How far flying snakes can glide and why their performance outstrips theoretical predictions
The figures, stated plainly, are remarkable for a limbless animal. The paradise tree snake regularly achieves controlled glides of up to 30 metres, and Britannica records glides of up to 100 metres for the genus under optimal height and conditions, making flying snakes competitive with flying squirrels, which are widely considered among the best gliders in the animal kingdom, and far exceeding what any theoretical model would predict for a body with no wings.
The minimum recorded glide angle is 13 degrees, meaning the snake travels roughly 4.4 metres forward for every 1 metre it descends at its shallowest trajectory. It can also turn in mid-air, a capability documented with motion-capture equipment. Crucially, the Virginia Tech researchers found that their theoretical models consistently under-predicted the actual glide performance of these snakes, suggesting the aerodynamic contribution of the undulating body is more significant than any current model has fully accounted for.

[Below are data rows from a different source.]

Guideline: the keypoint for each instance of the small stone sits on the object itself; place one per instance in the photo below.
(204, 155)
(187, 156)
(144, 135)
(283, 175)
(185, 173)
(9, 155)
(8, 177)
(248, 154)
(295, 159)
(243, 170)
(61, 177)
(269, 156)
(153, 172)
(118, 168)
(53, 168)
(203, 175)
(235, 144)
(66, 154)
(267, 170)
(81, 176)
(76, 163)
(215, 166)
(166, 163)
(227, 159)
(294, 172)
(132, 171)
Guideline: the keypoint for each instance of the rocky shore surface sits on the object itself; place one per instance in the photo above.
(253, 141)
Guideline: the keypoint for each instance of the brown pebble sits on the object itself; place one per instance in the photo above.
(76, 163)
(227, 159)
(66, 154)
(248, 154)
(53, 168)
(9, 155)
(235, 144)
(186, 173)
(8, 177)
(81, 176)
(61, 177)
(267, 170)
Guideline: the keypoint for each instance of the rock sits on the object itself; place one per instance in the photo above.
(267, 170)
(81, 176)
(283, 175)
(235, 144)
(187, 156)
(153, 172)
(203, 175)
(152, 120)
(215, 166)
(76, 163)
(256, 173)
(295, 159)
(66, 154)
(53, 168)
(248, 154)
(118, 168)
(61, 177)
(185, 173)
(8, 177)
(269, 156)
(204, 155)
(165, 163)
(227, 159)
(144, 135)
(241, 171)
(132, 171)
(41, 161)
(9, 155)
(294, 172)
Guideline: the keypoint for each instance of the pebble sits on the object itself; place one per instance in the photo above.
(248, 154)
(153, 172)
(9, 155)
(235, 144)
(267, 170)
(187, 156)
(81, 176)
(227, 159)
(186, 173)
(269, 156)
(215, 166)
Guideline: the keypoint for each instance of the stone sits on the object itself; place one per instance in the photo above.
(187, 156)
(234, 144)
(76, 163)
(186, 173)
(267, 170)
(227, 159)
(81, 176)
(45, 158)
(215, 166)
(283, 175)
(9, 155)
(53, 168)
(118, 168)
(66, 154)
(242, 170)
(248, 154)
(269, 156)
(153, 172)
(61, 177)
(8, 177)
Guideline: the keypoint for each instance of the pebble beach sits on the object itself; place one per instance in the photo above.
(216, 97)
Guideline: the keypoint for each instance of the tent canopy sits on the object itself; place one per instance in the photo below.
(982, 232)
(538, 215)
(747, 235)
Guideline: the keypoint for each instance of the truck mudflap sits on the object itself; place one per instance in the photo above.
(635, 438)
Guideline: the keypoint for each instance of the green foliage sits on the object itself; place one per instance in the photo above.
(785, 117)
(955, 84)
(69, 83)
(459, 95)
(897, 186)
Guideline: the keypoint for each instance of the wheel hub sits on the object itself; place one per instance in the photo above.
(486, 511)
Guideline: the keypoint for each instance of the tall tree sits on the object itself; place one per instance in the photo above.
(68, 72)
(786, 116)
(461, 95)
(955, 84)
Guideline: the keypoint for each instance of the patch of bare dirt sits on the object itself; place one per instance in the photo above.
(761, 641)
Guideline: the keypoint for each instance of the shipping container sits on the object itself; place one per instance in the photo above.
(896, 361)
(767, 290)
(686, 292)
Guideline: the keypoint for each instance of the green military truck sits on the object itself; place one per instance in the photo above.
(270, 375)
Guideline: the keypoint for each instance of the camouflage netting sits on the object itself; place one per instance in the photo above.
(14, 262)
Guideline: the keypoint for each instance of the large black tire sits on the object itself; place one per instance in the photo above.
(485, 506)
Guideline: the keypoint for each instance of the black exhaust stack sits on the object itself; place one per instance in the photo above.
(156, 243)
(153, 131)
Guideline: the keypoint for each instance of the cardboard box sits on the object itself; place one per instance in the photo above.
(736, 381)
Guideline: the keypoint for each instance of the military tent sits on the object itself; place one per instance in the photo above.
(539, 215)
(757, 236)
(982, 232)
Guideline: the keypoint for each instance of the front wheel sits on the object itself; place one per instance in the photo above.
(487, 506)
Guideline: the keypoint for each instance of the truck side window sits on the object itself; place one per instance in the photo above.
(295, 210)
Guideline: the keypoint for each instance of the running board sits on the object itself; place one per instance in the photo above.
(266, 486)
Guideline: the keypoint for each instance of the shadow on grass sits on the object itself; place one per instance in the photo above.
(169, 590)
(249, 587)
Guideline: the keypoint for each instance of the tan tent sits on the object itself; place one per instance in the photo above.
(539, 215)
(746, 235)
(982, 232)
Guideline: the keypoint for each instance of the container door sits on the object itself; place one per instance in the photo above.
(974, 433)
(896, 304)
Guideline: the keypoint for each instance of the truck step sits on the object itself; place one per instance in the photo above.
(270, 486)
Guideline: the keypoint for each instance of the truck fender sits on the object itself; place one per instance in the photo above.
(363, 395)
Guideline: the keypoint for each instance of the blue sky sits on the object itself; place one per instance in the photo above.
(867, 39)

Why flying snakes evolved this ability and what research has not yet explained
The most likely explanation for why these snakes glide at all comes down to efficiency and escape. Gliding across a gap between trees costs far less energy than descending to the ground, crossing the gap, and climbing back up. In a dense forest canopy, ground-level travel also exposes the snake to a different set of predators. The ability to glide allows fast, safe movement through the canopy without ever touching the forest floor and provides an immediate escape route when threatened.
The undulation was initially assumed by researchers to be a default motor pattern carrying over from ground movement. The 2024 Virginia Tech study showed it is something more purposeful than that. Experiments found the undulation actively stabilises the glide, preventing rolling and keeping the snake level throughout. It is not simply a terrestrial behaviour repurposed for the air, it is a specific in-flight adaptation that evolved to make gliding work better.
Two fundamental questions about flying snake aerodynamics remain unanswered. Researchers understand that the undulation provides stability, but do not yet fully understand exactly how the flattened body generates lift, nor the precise mechanics of mid-air turning. The 2024 Virginia Tech paper was directed specifically at closing the first of these gaps using higher-resolution kinematic analysis than any previous study. Its conclusion that standard aerodynamic theory consistently under-predicts what these snakes achieve means the snakes are doing something the models have not yet fully captured. For an animal with no wings, no legs, and no apparent reason to be in the air at all, the flying snake continues to be considerably more interesting than it has any right to be.